None of the references that I've looked at state it clearly but I assume
that it must be or else we could just use 1 for everything.

> > Is there any work on whether odd numbers can always be represented as the
> > sum of primes?
> 
> Well, take 11, for example, it cannot be repsesented as a sum of different
> primes. It cannot, pure and simple.

Sure it can, 1 + 3 + 7. It can't be the PRODUCT of two lower primes since
it wouldn't be prime then. This sum by the way CAN'T be reduced to two primes
so Fermat's Conjecture applied to odds is clearly false.

The only proviso is the number we want to sum TO must be greater than 2.

ALL numbers can be represented as sums of primes, the question is whether
you allow repeats or not.

> > This of course implies that the number of prime members
> > must be odd and must exclude 1 (unless you can have more than a single
> > instance of a given prime). Has this been examined?
> 
> Why, let's say 5 = 3+2, it is a sum of an even number of primes.

In the number theory realm, I agree. In the geometric real (in particular
using equilateral triangles) those constraints hold.

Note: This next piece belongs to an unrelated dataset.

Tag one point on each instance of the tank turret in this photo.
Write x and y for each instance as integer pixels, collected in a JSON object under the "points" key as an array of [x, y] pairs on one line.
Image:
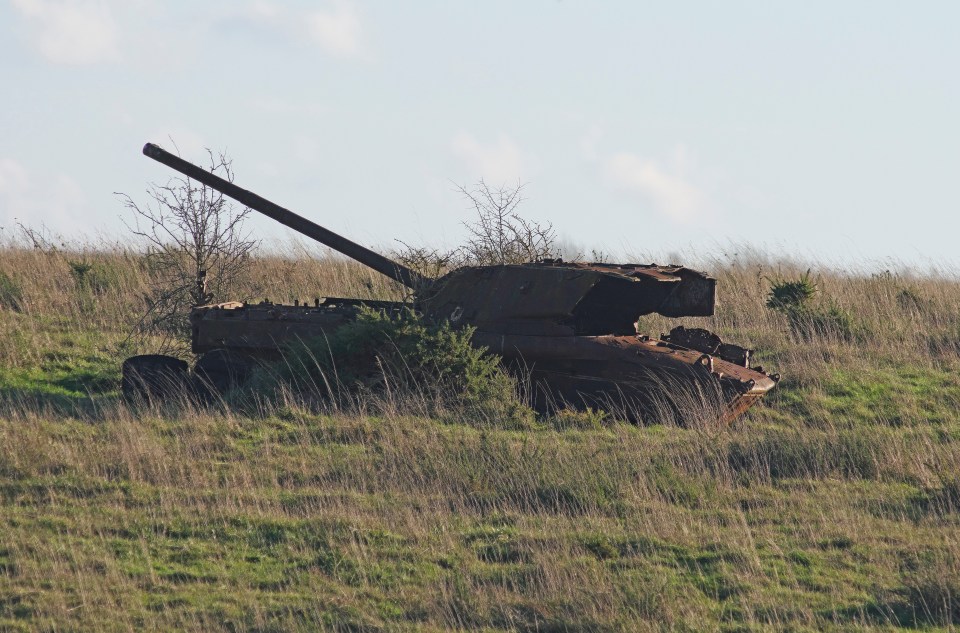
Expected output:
{"points": [[569, 327]]}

Note that the smallest number of sums for your example above is odd. The
reason that you must exclude the problem becomes trivial if you aren't
required to sum the 1's.

> I suggest that first "examination" should always include playing
> with trivial examples.

No kidding?

> If multiple instances are allowed, it is an enormously boring conjecture
> for 5 grade school students.
> 
> any number above 1 may be represented as a sum of some 3s and some
> 2s. Big deal.

Actualy they are simply sums of 1's, its actualy first grade math.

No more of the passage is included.